Thursday 12 March 2015

The Unrequited Love

We all know how this goes.
It’s never, ever, ever, ever going to be possible, not in a million years.
But you still hold on to it. You refuse to let go. Because every time you see him, all you feel is love. You fall in love with him and the world all over again. Every thing seems more alive. For a few minutes you forget about all your problems. You take a chance, you free fall, and dive.

The funny thing is how inconspicuously it happens.
It starts with a crush.
You know its him when
Little things get you excited, like when you talk to him, when your shoulders brush.

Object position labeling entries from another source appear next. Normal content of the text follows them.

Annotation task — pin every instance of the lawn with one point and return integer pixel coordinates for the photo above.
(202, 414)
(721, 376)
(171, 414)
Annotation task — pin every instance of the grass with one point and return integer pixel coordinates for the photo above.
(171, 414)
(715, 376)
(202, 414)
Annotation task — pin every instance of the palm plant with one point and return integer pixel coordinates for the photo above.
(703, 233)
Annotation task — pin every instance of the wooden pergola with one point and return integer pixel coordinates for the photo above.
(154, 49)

You smile to yourself when you think about the time when he unexpectedly took a picture of you. Or the time when he sat so close to you.
 But then it transforms into something more powerful, more intense. That’s when it hits you, you are in love. Wow, what a wonderful feeling to be in until you realize that it’s only you.

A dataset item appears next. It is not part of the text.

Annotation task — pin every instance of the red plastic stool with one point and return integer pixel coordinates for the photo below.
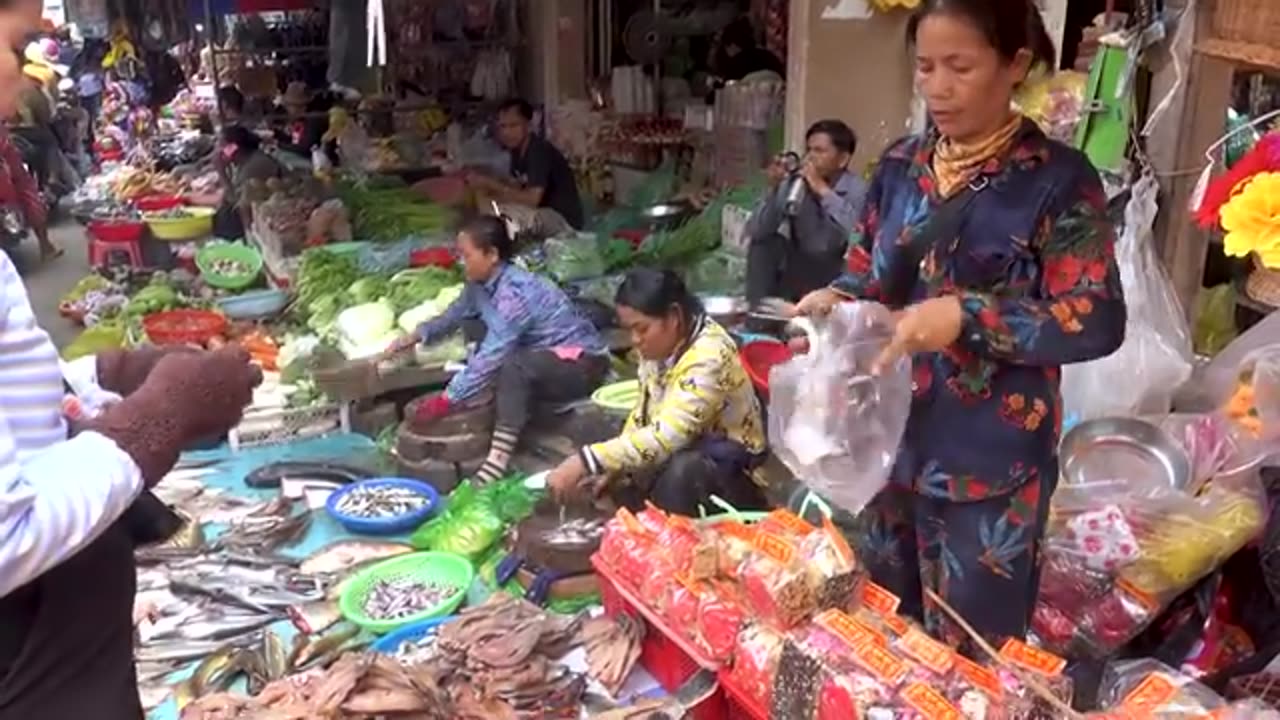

You thought time would help. Wrong, you were. Time didn’t change anything. Feelings remained constant, unchanged, untouched, and unfazed.
Songs that remind you of him, you still have them on repeat.
Places that remind you of him, you still go to.
Photographs that are a painful reminder of him, you still go through.
It was beautiful in the beginning, it still is but you know you have to let go.
Let it go. Let it go. Only because if you don’t it will destroy you.
The power that it has over you is overwhelming. Stronger than anything.
Hurt and sad about never having him, you cry. The tears slide on your cheeks from your swollen eyes. Those memories make you think. One minute, you’re smiling, the next you’re crying.
People don’t understand. You’re too young. He’s too old. They tell me.
It’s true. The facts are. But I know what I feel. And that’s true, too.
It’s not my imagination; it’s not a fallacy. I know I’m hopelessly in love and his face is all I see.